Merged
Conversation
Add _wait_for_model_active() to poll get_custom_model until the model reaches Active status before calling create_custom_model_deployment. This fixes ValidationException when the custom model is not yet ready for deployment after create_custom_model returns.
Extract _is_nova_model() helper to eliminate duplicated Nova detection logic across deploy() and _get_s3_artifacts(). Uses getattr with safe defaults instead of fragile hasattr chains. Add input validation to deploy() and create_deployment(): - Raise ValueError when model_package is not set - Raise ValueError when custom_model_name or role_arn missing for Nova deployments - Raise ValueError when model_arn is empty in create_deployment Move json and urlparse imports to module level (were previously imported inside _get_checkpoint_uri_from_manifest). Replace f-string logging with lazy %s formatting throughout. Initialize status=None before the polling loop in _wait_for_model_active to avoid UnboundLocalError if the loop body never executes.

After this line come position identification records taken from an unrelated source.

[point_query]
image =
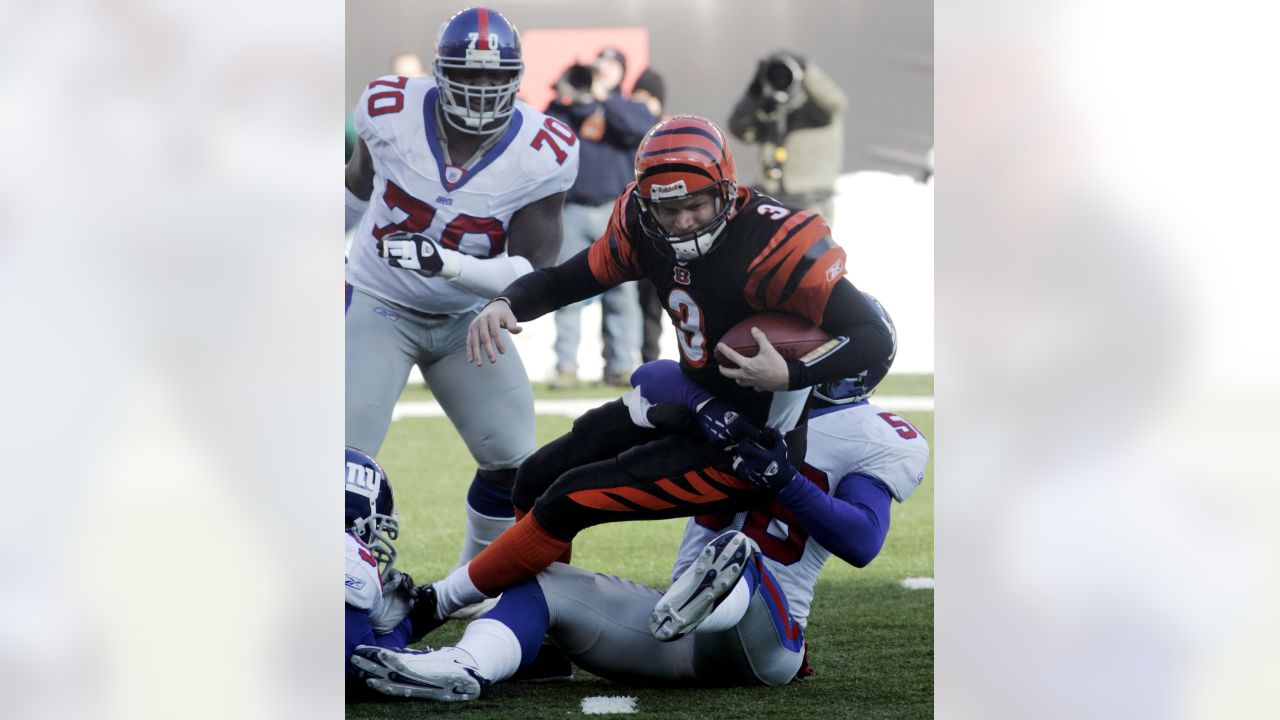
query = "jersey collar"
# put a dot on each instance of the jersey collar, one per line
(433, 141)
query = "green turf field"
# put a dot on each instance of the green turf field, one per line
(871, 639)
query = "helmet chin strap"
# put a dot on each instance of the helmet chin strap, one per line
(698, 246)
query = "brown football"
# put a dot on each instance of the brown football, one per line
(792, 336)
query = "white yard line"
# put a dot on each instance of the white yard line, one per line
(608, 705)
(572, 408)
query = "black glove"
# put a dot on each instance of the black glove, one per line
(671, 417)
(763, 461)
(723, 425)
(412, 251)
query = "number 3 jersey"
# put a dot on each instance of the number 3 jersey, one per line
(855, 440)
(771, 258)
(416, 190)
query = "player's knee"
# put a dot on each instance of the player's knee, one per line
(535, 474)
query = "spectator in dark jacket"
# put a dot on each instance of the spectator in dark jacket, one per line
(609, 127)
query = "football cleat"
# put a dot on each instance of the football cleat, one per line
(447, 674)
(424, 616)
(699, 591)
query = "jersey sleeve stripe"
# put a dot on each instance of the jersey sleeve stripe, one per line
(786, 232)
(816, 251)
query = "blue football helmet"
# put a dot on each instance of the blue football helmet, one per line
(860, 386)
(478, 41)
(370, 507)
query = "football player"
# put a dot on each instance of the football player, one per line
(744, 582)
(457, 190)
(717, 254)
(380, 600)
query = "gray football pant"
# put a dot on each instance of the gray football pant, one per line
(492, 406)
(602, 623)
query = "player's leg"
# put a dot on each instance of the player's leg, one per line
(760, 642)
(602, 623)
(379, 355)
(492, 408)
(672, 477)
(597, 434)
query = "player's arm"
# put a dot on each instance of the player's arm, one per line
(848, 314)
(851, 523)
(360, 182)
(535, 236)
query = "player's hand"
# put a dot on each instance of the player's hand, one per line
(398, 597)
(763, 461)
(412, 251)
(723, 425)
(485, 332)
(767, 372)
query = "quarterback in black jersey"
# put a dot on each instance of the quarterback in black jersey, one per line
(717, 254)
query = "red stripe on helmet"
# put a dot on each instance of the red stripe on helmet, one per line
(483, 41)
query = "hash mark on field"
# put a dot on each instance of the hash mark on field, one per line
(572, 408)
(608, 705)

Rewrite unit tests (43 tests) with full coverage: - _is_nova_model: recipe_name, hub_content_name, case insensitivity, missing base_model, None fields - __init__: None model, TrainingJob, ModelPackage - Client singletons: caching, injection - _fetch_model_package: ModelPackage, TrainingJob, ModelTrainer, unknown type - _get_s3_artifacts: None package, non-Nova, Nova delegation, Nova fallback - _get_checkpoint_uri_from_manifest: success, missing key, NoSuchKey, not TrainingJob, no artifacts, invalid JSON - _wait_for_model_active: immediate, polling, Failed, timeout - create_deployment: polling chain, extra kwargs, empty/None ARN - deploy: non-Nova, Nova full chain, hub_content_name detection, default deployment name, tags, missing params, None stripping Add integration tests for Nova E2E deployment: - Training job existence and status verification - Builder creation and Nova detection via _is_nova_model - S3 artifacts checkpoint validation - Full deploy-with-polling flow (marked @pytest.mark.slow) - Timeout behavior on bogus ARN - Validation error paths (no model_package, empty model_arn) - Resource cleanup fixture for deployments and custom models
…eployment Previously create_deployment() only polled for the custom model to reach Active status before calling CreateCustomModelDeployment, but did not wait for the deployment itself to become Active. This caused callers to receive a deployment ARN that was still in Creating state, requiring manual polling in user code. Add _wait_for_deployment_active() that polls get_custom_model_deployment until status reaches Active, raises RuntimeError on Failed, and times out after max_wait seconds (default 3600s, poll interval 30s). Wire it into create_deployment() so the full flow is now: 1. _wait_for_model_active (poll model creation) 2. create_custom_model_deployment (API call) 3. _wait_for_deployment_active (poll deployment creation) Gracefully skips deployment polling if the API response does not contain a customModelDeploymentArn. Unit tests (48 passing): - _wait_for_deployment_active: immediate Active, polling, Failed status, timeout - create_deployment: full model+deployment polling chain, skip polling when no ARN in response - deploy Nova chain: updated to verify deployment polling
The TestModelCustomizationDeployment integ tests were failing with DescribeTrainingJob 'Requested resource not found' because the SageMaker SDK caches the first session's region internally. The session-scoped cleanup_e2e_endpoints fixture (autouse) was creating a session in us-east-1 (default) before the class fixtures could set us-west-2, causing all subsequent TrainingJob.get calls to hit the wrong region. Fix by setting AWS_DEFAULT_REGION=us-west-2 in the cleanup_e2e_endpoints fixture before any SageMaker session is created. Add tests/integ/conftest.py with a session-scoped nova_training_job_name fixture that implements get-or-create: - Checks if sdk-integ-nova-micro-sft exists and is Completed - If InProgress, waits for completion - If not found, uploads minimal training data to S3 and launches a Nova Micro SFT training job via SFTTrainer - Reused across test_bedrock_nova_e2e.py and TestBedrockNovaDeployment in test_model_customization_deployment Update both Nova test files to use the shared fixture instead of hardcoded training job names.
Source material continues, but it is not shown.